My column last week on virtualisation and the Linux kernel drew some flak from readers who didn’t agree that VMware’s VMI (Virtual Machine Interface) proposal offered a better approach than that of the open-source Xen project.

“Contrary to the tone of your article, all is not perfect with VMware’s VMI interface,” writes Pete Flugstad. “It requires loading a binary ‘blob’ into the kernel, which would not be open source.”

Pete is, of course, correct: VMware has no intention of open-sourcing its virtualisation products. Instead, VMware is proposing a generic kernel interface that would allow it to load its virtualisation code in binary form at run time. Anyone else could use the same interface to load open-source virtualisation code, but VMware would essentially be using it to skirt the licence restrictions of the Linux kernel source.

I still believe that VMware’s proposal is better than Xen’s. That’s not the same as saying VMware has the moral high ground; that would be going too far. But the dirty little secret of real-world Linux installations is that they load and execute proprietary “binary blobs” all the time, and users hardly bat an eyelash.

At the heart of the matter is hardware. Hardware vendors have been reluctant to delve too deeply into open source. They worry that by releasing open-source drivers for their products they will give their competitors too much information about their hardware. As a result, Linux users are regularly forced to compromise their “pure” open-source environments for the sake of hardware.

Wireless networking cards are one example. Wireless drivers for Linux often come in two parts: a GPL-compatible module for the Linux kernel, and a closed, binary firmware that gets pulled in as the driver loads. For particularly poorly supported cards, hackers have even managed to load entire Windows device drivers into the Linux kernel — a technique other developers have used to gain full read/write support for Microsoft’s proprietary NTFS.

The worst culprits, however, are graphics card drivers. Most Linux distributions come with open-source drivers that take care of the basics for most cards, but the specs for advanced features such as 3D acceleration are typically kept under wraps by hardware vendors, making it impossible for independent developers to support those features. If you want full use of the latest card from ATI or Nvidia you have no choice but to use a proprietary driver supplied by the vendor, which effectively loads a binary blob into your system every time you log in.

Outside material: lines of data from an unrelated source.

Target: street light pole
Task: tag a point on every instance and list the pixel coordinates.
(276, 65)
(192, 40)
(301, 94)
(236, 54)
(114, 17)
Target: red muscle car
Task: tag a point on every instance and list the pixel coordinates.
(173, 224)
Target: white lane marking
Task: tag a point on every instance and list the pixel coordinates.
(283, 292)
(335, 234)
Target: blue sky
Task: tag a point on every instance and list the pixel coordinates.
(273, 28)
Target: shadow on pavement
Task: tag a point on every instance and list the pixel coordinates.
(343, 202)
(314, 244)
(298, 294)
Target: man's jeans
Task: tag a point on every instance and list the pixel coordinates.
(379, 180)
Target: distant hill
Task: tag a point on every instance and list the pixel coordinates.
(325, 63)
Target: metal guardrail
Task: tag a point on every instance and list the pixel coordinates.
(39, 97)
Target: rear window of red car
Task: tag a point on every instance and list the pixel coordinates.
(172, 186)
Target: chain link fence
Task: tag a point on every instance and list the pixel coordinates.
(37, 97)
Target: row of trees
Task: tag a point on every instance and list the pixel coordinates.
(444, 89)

Is this an ideal situation? Of course not. But the reality is that the number of Linux users who are staunch open-source idealists pales in comparison with the number who defer to simple pragmatism: it’s better to put up with proprietary code than to give up a capability altogether.

Kudos to Intel then for not forcing us to make the choice. Intel recently announced fully open-source drivers for its 965 Express graphics chip set. The code is available under a combination of the MIT and GNU General Public Licences, no strings attached.

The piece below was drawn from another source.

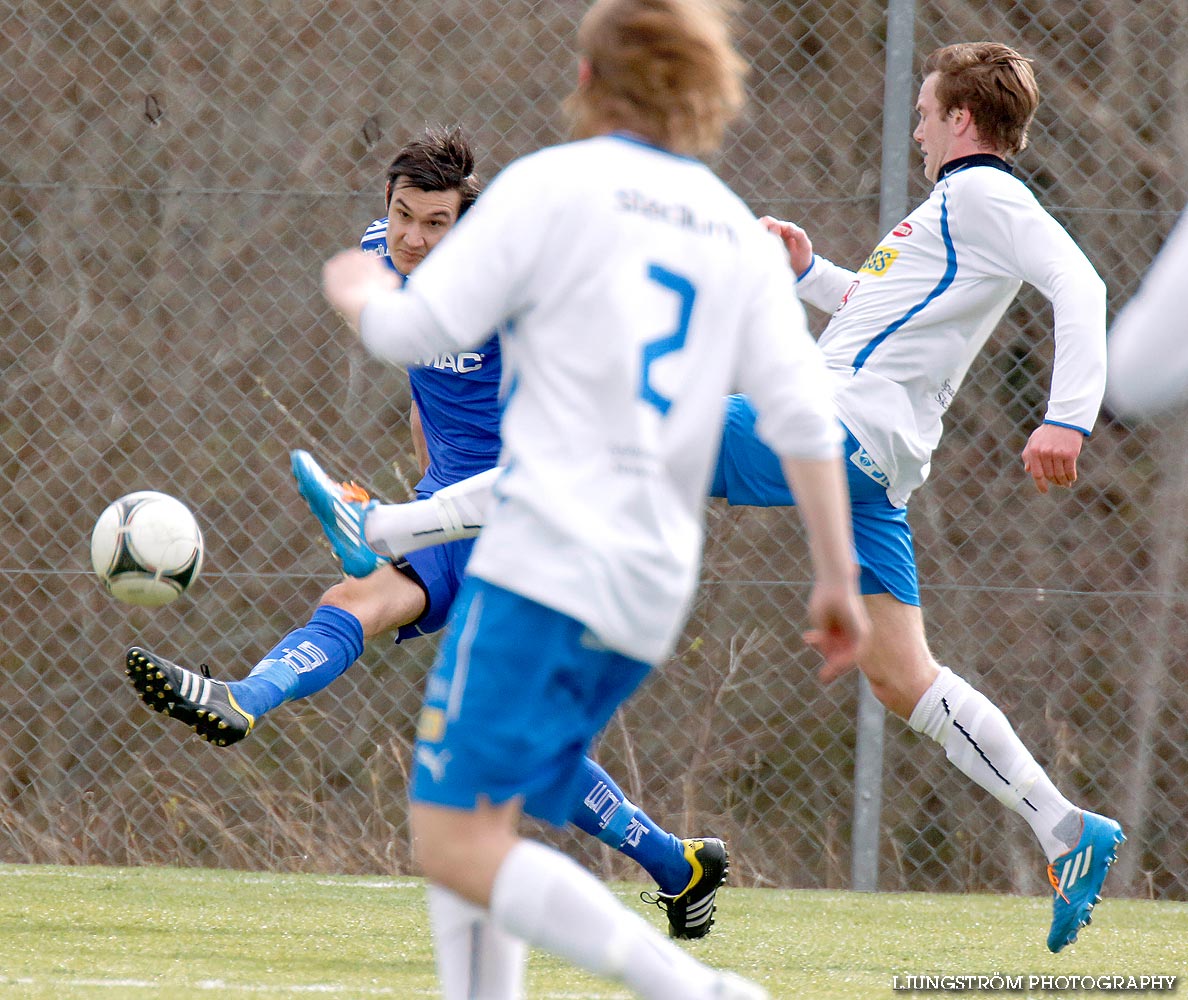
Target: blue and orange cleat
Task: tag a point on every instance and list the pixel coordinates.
(1076, 878)
(340, 507)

Could this be the start of a trend? With AMD acquiring ATI the possibility of an arms race between AMD’s and Intel’s graphics chip divisions seems increasingly likely. The benefits of open source for the vendors are clear: closer alignment with the Linux market and the ability to leverage community development to squash critical flaws such as the exploits that recently plagued Intel’s wireless drivers. If other vendors follow suit, it could be the beginning of a boom time for Linux hardware support.

It would be nice if VMware could get a little more open, too, but it’s going to take longer for some companies to shed their reliance on binary blobs than others. VMware is betting that its closed, proprietary code will always be better than anything the open source community can build on top of VMI.